After Levin and Pittman had left, Case had begun to reassert himself at the company, visiting various divisions and doling out guidance on how to better achieve synergies. But few divisional executives welcomed the advice, especially coming from the man they held most responsible for the huge decline in the company fortunes, who was also a constant reminder of how Time Warner had been tricked. “To have to sit there and listen to him was extremely aggravating for them,” said Crawford. “His continued presence was taking a terrible toll on morale.”
As the protests mounted, Crawford took it upon himself to gather key allies among the big shareholders—beginning with Ted Turner, who had now soured on Case much in the same way he had on Levin. Crawford then contacted Malone, who had wanted to stay neutral, but agreed to hear them out in an August visit to Denver. There, Crawford and Turner made their argument to Malone.
“Their view was that it was a disaster and no one could stand to have Case around,” recalled Malone. “The numbers lost were just too big, so he had to go.” Lingering in the background, noted Malone, was the sense that Case had outsmarted everyone at Time Warner, a fact that further grated on them.

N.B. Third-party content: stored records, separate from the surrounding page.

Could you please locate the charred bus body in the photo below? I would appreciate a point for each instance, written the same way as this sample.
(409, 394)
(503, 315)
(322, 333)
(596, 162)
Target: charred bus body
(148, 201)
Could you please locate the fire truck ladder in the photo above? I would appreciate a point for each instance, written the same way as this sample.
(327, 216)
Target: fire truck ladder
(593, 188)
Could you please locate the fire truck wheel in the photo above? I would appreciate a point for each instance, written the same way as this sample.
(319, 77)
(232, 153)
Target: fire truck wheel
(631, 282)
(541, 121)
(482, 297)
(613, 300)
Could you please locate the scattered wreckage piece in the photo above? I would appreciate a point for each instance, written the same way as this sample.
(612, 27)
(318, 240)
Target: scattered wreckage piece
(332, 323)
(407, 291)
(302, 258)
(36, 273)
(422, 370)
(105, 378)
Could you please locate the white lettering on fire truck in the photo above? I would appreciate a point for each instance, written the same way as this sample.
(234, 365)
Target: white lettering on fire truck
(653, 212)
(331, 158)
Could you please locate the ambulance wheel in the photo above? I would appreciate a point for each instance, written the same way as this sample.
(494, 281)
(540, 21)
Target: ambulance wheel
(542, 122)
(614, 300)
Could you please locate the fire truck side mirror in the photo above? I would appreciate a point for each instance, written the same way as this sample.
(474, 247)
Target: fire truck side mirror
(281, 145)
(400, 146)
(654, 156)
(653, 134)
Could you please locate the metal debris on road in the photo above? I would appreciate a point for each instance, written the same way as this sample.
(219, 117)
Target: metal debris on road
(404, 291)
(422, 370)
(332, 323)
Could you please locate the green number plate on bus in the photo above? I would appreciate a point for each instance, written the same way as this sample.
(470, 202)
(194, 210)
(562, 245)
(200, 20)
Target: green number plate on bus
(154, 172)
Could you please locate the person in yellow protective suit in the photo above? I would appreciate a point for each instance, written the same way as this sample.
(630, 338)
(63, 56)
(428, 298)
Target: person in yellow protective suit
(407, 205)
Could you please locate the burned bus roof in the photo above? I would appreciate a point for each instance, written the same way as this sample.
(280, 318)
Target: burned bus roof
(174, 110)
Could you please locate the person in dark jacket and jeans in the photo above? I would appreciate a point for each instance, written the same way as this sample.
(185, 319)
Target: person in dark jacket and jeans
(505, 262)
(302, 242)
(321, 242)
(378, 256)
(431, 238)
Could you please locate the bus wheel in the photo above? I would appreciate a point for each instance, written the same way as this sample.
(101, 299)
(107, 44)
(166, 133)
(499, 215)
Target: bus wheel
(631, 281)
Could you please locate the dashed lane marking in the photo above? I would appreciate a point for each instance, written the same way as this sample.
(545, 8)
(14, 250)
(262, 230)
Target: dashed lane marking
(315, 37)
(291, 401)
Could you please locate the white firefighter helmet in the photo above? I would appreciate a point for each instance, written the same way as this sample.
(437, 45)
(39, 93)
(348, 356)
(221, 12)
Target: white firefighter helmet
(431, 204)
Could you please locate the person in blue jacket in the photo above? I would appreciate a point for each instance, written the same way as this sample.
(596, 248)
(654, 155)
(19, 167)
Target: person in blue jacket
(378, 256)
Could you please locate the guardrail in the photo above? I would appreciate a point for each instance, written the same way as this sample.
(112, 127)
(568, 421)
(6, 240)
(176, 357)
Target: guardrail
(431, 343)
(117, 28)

Since Crawford was headed east to New York for a series of meetings at various media concerns, including AOL Time Warner, the trio decided that he would be the one to deliver the news that Case should go. Crawford first met with Dick Parsons and Wayne Pace on other topics at the company’s Rockefeller Center headquarters. During the meeting, Case joined the group and invited Crawford to his office when the meeting was done for a private talk.